Rond haar pols draagt Heidi De Pauw, de ceo van Child Focus, een armbandje met ‘Tout Bien’ erop. Het herinnert haar eraan dat een mens mag toegeven dat niet alles altijd goed moet gaan. ‘Zo zijn we – ben ik -opgevoed. Blijven geven en gaan. Maar op een bepaald moment staat de man met de hamer daar toch.’

Elke week vraagt Knack aan ondernemende mensen hoe ze lijf en psyche in balans houden.

Het is druk in het bos. De buienradar staat op droog weer vandaag en mensen rijden af en aan om met hun laarzen aan eropuit te trekken. ‘Veel volk’, zegt Heidi De Pauw. Ze is blij om buiten te zijn, maar ook moe. Een nacht van woelen en waken. De zoveelste op rij. Er is een reden voor, zal ze straks vertellen. Er zit onrust in haar lijf.

‘Het doet me plezier dat we de natuur massaal ontdekt hebben. Maar’, voegt ze er wat stiller aan toe, ‘soms stoort het me ook.’ Even snel slikt ze haar ergernis in. Ze begrijpt het wel. Op een bepaald moment zette ze tijdens de lockdown zelf nog amper achthonderd stappen per dag en liep daarbij de muren op. Ze moet kunnen bewegen. Samen met water drinken, gezond eten, slapen en smeren is het haar vijfdelige regel om lichaam en geest in balans te houden, las ik in een interview met haar dochter. Altijd, zegt ze, ligt er een paar rubberlaarzen in de kofferbak van haar auto.

Maar plots was ze het kwijt. Was ze zichzelf kwijt. Als mens, als moeder, als baas van een organisatie. ‘Ik werd te hard teruggeworpen op mezelf. Ik ben een manager van walking around, van mensen zien en aanspreken. En opeens werd ik de ceo in de ivoren toren.

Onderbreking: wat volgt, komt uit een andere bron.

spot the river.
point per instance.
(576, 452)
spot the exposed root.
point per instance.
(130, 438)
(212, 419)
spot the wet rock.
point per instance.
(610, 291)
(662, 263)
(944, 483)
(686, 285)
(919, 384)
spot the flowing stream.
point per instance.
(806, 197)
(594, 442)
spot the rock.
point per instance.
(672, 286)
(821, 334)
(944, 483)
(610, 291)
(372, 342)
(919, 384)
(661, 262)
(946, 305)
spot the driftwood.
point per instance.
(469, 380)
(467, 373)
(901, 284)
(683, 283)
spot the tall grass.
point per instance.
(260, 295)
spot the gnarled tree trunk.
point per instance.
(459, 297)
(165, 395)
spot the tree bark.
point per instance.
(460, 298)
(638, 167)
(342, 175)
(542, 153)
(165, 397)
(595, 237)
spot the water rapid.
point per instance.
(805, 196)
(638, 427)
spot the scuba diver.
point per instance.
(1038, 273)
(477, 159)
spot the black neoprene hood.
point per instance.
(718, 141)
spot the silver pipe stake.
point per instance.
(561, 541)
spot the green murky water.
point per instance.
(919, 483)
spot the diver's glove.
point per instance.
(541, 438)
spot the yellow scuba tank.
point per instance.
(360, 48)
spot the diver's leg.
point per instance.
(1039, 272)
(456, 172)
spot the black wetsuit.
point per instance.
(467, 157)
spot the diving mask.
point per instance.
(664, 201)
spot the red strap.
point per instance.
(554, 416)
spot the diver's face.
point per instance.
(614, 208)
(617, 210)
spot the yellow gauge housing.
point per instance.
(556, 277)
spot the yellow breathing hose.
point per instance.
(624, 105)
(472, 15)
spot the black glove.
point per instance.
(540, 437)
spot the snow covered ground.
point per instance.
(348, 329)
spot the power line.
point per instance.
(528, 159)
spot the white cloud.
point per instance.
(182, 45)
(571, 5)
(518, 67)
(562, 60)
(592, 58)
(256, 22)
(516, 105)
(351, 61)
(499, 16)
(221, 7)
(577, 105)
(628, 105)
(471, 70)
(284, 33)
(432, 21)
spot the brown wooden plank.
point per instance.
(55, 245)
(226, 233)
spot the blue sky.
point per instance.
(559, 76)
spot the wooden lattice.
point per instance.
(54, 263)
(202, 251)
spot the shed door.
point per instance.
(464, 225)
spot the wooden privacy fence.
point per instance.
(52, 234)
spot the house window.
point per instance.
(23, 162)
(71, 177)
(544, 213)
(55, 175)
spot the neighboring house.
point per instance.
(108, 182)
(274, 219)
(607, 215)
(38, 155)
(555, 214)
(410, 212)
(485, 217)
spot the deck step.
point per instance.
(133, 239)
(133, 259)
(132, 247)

Dat strookte niet met wie ik ben en met wie ik wil zijn als baas. Het goede nieuws was dat ik merkte dat onze structuur geschikt is om snel te schakelen. Als organisatie is Child Focus het gewend om in crisissituaties te functioneren. Het vreemde was dat het me niet gelukkig maakte. Ik liep verloren.’

Omdat u de voeling met de realiteit miste?

Heidi De Pauw: Plots eindigde mijn werkdag om 18.00 uur. Je kunt niet blijven e-mails herlezen. Normaal heb ik een druk avondschema. Ik had een reeks lezingen gepland over mijn boek, Geen paniek! Dat viel allemaal weg. Is dat een drama? Nee. Het was destabiliserend. Ik heb mezelf moeten heruitvinden. In mijn functie krijg je veel bevestiging van anderen, positief en negatief. Ik heb dat ook nodig. Ik mag er misschien uitzien als een vrouw vol zelfvertrouwen, maar op mijn 48e heb ik moeten leren mezelf te bevestigen.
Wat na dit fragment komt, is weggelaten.